SYMBIOPSYCHOTAXIPLASM: TWO TAKES BY WILLIAM GREAVES
In his one-of-a-kind fiction/documentary hybrid Symbiopsychotaxiplasm Take One, the pioneering William Greaves presides over a beleaguered film crew in New York’s Central Park, leaving them to try to figure out what kind of movie they’re making. A couple enacts a break-up scenario over and over, a documentary crew films a crew filming the crew, locals wander casually into the frame: the project defies easy description. Yet this wildly innovative sixties counterculture landmark remains one of the most tightly focused and insightful movies ever made about making movies, expanded thirty-five years later by its unconventional follow up, Symbiopsychotaxiplasm Take 2½. The “sequel” sees Take One actors Audrey Henningham and Shannon Baker reunited in a more personal, metatheatrical exploration of the effects of the passage of time on technology, the artistic process, and relationships—real and fabricated.
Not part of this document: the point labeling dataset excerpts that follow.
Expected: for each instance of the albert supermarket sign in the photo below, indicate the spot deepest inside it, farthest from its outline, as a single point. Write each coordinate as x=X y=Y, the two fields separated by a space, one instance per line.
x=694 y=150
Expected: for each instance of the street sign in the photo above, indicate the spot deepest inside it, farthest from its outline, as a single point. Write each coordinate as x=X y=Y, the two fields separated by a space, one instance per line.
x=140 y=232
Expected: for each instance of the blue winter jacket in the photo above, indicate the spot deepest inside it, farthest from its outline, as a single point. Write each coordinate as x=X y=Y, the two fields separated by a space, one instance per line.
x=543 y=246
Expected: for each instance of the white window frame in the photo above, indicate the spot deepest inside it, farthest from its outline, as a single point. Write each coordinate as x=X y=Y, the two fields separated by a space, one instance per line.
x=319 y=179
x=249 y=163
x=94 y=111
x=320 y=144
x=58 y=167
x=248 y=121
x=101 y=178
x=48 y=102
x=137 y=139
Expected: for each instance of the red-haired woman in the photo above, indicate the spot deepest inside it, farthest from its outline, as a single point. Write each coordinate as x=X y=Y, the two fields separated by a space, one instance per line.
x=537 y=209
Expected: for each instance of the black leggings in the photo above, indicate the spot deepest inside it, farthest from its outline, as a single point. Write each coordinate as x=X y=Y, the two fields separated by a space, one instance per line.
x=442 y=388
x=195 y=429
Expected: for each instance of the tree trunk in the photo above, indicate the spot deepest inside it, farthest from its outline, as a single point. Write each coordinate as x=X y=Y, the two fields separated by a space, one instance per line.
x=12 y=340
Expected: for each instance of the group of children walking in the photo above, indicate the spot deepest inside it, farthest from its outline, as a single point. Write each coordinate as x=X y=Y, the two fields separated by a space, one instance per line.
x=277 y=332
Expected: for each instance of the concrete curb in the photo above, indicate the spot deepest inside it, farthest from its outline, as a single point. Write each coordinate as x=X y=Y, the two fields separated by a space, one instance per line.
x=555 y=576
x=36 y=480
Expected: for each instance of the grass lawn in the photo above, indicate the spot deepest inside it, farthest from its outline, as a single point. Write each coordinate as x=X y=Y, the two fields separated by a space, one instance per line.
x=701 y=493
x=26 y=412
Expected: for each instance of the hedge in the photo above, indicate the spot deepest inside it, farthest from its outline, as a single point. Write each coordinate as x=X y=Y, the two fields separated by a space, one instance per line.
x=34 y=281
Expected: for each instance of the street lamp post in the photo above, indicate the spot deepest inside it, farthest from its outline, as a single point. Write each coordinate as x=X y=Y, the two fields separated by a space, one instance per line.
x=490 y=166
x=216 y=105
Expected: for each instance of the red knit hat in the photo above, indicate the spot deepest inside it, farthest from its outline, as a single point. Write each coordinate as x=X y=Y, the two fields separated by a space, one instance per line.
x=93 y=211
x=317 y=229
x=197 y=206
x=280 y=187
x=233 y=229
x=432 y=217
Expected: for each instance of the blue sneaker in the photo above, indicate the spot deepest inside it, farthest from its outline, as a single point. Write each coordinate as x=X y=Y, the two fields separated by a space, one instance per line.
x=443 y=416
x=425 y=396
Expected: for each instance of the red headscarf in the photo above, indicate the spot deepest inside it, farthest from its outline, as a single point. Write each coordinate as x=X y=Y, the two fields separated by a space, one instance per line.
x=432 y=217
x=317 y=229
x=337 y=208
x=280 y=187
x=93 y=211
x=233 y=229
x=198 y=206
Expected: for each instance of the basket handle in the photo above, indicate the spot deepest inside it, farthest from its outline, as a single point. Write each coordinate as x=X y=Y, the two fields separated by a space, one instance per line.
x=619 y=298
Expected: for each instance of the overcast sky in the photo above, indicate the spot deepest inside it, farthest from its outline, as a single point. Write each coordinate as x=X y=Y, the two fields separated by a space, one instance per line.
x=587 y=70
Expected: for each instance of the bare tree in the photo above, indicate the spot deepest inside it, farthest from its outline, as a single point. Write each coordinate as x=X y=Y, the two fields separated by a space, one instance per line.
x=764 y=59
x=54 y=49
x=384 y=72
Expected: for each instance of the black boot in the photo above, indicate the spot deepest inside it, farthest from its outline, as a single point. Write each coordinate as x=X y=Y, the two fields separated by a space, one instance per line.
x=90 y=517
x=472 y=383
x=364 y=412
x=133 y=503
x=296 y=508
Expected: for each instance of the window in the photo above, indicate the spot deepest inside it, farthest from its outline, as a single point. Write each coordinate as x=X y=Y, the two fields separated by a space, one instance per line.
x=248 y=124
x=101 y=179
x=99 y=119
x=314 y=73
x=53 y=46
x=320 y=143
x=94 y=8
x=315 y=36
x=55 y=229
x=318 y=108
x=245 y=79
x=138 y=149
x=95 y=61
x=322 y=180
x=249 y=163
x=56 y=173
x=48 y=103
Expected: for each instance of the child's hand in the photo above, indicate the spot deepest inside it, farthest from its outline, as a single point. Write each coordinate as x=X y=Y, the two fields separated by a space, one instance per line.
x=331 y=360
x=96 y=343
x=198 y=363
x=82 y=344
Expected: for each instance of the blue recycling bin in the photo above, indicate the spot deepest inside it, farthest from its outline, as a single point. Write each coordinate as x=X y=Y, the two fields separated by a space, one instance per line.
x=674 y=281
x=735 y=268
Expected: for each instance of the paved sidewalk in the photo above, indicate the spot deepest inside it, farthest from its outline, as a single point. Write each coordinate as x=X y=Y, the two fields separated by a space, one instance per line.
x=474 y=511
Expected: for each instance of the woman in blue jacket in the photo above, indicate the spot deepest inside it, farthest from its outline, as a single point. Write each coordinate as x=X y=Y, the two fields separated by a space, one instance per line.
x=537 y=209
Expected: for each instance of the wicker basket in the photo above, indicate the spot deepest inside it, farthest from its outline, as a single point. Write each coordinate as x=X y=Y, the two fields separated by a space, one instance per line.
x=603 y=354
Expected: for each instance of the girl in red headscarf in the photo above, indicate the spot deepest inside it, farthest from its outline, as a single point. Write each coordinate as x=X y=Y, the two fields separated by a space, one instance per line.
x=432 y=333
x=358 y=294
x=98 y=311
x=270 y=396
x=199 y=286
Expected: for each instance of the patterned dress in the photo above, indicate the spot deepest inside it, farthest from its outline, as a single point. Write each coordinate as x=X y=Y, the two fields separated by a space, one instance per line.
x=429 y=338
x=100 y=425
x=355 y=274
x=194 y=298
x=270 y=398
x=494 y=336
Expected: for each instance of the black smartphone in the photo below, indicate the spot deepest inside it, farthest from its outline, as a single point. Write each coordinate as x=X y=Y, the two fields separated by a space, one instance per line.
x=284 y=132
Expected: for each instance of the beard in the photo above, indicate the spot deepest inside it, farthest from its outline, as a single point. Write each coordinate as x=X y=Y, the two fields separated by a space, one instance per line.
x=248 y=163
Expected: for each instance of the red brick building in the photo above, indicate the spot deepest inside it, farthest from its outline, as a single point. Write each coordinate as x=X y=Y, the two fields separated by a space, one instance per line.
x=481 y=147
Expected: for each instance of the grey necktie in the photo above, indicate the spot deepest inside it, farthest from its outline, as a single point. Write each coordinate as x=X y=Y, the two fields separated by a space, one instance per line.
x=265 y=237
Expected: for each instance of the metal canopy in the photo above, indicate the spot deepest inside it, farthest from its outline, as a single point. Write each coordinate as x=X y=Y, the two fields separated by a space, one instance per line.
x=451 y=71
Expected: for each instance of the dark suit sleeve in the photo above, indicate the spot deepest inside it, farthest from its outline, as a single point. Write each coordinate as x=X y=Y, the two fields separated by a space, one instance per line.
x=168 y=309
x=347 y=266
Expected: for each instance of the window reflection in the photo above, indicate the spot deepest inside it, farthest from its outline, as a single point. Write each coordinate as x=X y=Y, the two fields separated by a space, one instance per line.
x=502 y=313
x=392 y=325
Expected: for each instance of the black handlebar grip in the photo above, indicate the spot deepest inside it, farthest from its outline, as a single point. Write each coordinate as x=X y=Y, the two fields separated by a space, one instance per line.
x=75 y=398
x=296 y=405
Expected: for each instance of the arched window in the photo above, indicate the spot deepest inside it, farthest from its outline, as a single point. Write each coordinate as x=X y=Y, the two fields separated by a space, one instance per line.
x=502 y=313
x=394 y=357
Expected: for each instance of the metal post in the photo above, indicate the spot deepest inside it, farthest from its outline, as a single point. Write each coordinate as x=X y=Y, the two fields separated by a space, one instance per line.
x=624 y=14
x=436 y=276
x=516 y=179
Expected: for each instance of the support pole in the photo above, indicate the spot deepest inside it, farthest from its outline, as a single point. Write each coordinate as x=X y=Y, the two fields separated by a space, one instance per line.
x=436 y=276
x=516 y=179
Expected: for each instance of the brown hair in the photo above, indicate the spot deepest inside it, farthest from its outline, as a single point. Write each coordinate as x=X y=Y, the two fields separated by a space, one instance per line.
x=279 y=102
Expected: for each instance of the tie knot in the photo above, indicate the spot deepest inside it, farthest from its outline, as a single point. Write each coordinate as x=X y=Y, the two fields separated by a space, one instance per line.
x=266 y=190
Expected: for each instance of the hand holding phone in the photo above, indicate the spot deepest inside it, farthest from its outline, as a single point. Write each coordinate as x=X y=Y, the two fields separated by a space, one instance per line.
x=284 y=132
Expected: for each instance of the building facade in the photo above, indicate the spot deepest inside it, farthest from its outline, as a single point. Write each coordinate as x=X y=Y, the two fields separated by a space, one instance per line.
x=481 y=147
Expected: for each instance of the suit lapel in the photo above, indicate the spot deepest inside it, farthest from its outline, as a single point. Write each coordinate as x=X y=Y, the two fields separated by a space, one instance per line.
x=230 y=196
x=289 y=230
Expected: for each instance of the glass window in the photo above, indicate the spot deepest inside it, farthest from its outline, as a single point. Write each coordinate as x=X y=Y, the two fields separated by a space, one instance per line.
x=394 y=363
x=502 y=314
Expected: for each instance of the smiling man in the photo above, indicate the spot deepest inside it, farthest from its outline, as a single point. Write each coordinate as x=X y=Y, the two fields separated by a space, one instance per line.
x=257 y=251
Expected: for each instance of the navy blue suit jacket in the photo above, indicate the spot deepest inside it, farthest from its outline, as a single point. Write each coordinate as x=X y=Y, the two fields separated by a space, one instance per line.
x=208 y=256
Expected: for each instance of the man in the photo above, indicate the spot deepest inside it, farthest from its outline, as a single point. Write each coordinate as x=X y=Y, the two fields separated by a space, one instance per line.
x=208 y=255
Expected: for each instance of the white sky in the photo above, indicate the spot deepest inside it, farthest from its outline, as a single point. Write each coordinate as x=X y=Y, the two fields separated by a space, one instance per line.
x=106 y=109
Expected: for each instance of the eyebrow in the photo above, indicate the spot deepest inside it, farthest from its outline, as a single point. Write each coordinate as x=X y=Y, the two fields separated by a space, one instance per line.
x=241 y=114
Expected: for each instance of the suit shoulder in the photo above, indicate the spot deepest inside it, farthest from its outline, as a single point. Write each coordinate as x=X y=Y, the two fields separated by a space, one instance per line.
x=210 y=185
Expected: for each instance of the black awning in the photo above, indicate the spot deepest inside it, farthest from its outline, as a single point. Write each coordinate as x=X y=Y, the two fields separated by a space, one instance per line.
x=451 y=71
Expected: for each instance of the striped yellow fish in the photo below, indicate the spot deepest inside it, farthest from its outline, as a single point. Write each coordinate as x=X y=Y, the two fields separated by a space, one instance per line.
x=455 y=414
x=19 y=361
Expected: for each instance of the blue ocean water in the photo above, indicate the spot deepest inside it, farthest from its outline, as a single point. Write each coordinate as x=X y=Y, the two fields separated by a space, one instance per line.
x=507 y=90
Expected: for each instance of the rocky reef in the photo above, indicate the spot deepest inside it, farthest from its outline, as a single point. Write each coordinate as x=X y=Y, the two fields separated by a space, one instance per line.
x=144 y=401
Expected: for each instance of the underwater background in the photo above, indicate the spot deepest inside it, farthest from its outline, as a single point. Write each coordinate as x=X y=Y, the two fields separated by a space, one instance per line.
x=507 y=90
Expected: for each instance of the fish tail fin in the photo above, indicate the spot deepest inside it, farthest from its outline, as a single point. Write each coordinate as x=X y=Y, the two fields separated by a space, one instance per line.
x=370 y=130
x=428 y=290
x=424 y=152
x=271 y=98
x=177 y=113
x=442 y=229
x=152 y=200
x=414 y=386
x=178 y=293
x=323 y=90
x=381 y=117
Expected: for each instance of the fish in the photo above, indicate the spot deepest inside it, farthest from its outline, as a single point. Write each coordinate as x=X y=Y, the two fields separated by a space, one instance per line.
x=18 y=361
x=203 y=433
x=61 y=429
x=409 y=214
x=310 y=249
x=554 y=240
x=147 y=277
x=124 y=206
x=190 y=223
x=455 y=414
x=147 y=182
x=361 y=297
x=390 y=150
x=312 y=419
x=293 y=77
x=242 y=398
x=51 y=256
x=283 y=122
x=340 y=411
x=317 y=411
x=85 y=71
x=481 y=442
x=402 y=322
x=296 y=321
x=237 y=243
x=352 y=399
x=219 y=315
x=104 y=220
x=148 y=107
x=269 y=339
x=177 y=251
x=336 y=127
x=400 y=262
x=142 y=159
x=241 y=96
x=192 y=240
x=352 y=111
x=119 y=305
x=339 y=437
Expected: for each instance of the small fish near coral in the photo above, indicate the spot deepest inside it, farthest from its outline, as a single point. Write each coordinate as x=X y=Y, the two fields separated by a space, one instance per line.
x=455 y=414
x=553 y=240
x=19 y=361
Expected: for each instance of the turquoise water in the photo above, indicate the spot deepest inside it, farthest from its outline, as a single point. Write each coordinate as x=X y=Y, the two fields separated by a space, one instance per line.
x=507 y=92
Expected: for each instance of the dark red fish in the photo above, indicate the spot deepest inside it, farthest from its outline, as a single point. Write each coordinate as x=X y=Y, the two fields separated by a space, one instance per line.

DIRECTOR-APPROVED SPECIAL EDITION FEATURES• High-definition digital transfers of both films with uncompressed monaural soundtracks• Discovering William Greaves, a 2006 documentary on Greaves’s career, featuring Greaves, his wife and coproducer Louise Archambault, actor Ruby Dee, filmmaker St. Clair Bourne, and film scholar Scott MacDonald• Interview from 2006 with actor Steve Buscemi• Trailer• English subtitles for the deaf and hard of hearing• PLUS: An essay by critic Amy Taubin and production notes by Greaves for Take One.